In the three months to Dec. 31, the first quarter of its financial year, Lonmin’s refined production increased by 45 percent year-on-year to 196,249 saleable platinum ounces.

Sales for the quarter, however, were up just 24 percent to 134,804 ounces.

“In general, at the end of the year you empty everything … but last year we ended up with some reasonable stocks, so I think we are in a much better position than we were before,” Magara said.

Wage talks between South Africa’s Association of Mineworkers and Construction Union (AMCU) union and the world’s top three platinum producers resumed on Tuesday to try to end the strike that has seen outbreaks of violence and is costing Africa’s biggest economy an estimated $36 million a day.

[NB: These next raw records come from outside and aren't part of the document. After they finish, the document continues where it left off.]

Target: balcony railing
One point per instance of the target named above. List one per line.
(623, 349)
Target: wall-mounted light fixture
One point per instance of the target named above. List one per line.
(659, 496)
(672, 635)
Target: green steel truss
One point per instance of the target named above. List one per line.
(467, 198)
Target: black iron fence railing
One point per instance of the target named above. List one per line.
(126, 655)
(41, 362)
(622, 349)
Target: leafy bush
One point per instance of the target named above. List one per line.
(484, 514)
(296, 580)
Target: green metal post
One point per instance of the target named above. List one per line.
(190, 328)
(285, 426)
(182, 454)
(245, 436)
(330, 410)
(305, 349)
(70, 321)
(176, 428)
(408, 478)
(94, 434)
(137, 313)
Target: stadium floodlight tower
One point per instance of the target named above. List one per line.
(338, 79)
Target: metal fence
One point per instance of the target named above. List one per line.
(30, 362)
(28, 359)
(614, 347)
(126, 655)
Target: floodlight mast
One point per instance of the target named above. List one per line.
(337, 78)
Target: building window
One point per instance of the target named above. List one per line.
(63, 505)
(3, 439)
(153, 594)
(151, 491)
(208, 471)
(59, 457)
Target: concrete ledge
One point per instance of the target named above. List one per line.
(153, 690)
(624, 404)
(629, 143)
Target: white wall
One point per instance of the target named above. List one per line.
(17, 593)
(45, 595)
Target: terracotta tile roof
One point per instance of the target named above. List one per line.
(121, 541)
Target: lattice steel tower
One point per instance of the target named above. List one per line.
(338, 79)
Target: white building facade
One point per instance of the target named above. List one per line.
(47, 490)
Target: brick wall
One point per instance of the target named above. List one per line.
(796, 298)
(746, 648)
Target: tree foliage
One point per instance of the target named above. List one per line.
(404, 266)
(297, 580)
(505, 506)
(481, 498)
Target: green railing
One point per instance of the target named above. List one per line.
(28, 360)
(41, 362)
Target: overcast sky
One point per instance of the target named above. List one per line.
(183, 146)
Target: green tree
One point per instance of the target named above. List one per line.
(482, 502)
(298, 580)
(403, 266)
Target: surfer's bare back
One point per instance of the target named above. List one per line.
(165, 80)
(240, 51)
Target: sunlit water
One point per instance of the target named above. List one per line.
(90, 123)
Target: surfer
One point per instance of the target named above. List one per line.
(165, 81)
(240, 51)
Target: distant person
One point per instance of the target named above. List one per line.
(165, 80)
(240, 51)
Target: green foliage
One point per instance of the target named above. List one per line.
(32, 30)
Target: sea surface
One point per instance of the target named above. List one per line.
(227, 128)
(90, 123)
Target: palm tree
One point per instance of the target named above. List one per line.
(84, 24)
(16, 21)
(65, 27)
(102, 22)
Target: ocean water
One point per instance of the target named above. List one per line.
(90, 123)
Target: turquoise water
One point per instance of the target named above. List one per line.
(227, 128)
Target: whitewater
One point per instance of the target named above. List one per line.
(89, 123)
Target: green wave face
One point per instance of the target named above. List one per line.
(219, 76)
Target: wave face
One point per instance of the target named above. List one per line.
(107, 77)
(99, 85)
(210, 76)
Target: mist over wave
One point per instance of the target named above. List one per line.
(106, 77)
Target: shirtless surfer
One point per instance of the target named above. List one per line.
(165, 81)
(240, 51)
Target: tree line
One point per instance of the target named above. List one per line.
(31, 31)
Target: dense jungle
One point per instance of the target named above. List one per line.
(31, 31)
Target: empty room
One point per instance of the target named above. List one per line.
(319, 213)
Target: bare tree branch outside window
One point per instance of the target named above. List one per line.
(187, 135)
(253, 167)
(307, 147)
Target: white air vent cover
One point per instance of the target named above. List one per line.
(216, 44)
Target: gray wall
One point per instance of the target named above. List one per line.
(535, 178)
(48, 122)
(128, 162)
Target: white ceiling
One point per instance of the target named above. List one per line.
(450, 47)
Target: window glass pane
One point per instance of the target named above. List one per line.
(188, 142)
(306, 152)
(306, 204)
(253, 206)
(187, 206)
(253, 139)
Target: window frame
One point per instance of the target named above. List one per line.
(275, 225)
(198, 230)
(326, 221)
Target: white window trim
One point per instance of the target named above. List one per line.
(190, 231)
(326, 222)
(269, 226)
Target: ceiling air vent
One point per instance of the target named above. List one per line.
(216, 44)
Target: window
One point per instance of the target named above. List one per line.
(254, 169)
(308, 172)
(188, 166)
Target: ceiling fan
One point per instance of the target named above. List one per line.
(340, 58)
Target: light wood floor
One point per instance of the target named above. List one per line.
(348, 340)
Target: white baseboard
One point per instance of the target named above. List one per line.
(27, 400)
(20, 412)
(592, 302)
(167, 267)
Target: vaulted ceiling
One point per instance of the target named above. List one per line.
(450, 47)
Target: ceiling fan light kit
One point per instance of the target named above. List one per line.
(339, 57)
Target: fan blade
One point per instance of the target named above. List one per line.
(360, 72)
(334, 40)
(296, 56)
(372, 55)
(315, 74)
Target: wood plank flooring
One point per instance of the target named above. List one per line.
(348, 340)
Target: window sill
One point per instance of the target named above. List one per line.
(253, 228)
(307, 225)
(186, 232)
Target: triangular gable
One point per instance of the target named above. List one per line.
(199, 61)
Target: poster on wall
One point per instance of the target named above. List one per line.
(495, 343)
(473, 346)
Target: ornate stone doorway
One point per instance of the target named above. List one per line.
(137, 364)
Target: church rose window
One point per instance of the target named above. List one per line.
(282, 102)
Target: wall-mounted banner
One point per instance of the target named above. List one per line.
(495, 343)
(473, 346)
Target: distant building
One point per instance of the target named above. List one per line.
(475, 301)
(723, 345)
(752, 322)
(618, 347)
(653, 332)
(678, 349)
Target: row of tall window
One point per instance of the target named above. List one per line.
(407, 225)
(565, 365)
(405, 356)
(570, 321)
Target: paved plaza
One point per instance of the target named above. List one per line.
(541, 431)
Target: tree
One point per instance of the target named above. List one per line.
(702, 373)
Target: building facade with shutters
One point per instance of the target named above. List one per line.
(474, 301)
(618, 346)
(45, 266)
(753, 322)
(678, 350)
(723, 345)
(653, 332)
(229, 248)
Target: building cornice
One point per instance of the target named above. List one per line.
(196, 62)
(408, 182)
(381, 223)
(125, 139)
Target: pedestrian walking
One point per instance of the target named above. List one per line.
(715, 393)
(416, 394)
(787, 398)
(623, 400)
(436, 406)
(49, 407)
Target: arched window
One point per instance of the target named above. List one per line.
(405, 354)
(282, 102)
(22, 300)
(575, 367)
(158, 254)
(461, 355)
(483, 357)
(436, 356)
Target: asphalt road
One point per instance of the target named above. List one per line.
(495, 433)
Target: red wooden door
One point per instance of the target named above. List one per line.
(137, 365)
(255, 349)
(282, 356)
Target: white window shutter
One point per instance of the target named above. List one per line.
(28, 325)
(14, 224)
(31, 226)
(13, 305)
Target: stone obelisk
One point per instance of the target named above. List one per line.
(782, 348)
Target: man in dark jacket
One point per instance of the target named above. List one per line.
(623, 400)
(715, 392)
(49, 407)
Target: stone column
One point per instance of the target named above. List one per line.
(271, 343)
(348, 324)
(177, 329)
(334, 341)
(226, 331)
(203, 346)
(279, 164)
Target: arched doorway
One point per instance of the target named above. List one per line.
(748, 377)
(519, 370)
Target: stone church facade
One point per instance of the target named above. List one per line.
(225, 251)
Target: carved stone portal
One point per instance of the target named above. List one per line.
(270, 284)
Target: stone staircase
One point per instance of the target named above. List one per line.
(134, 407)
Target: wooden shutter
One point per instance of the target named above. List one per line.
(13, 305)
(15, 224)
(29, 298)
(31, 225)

The strike has halted production on about 40 percent of global platinum supply, according to estimates by Thomson Reuters GFMS.

Companies have said they cannot afford the demands to double miners’ pay, and Magara said the latest offers of about 9 percent were more than reasonable, given an inflation rate of 5.4 percent.

“This industry is extremely under stress … we are doing everything to maintain costs. The mines are getting deeper, they need refrigeration and the grades are getting lower so it’s extremely challenging and we cannot afford to meet the demands that are on the table,” he said.

“We have put an offer that is way beyond inflation and we believe that is really a reasonable offer and it’s what we can afford as a business,” he said.

He also said he hoped AMCU, known for its uncompromising stance in wage negotiations, would understand that the sustainability of the company was on the line.

“I hope AMCU colleagues will realise that we are compromising the sustainability of our business if we give in to certain demands,” Magara said.

AMCU emerged as the top union on the platinum belt after poaching tens of thousands of members from the once unrivalled National Union of Mineworkers (NUM) in a bloody turf war in 2012 that killed dozens of people and rumbles on.

About 100,000 workers are either on strike or being prevented from reporting for duty in the platinum shafts northwest of Johannesburg.

This has dealt a blow to investor confidence in the country that produces over 70 percent of global supplies of the precious metal used for emissions-capping catalytic converters in cars.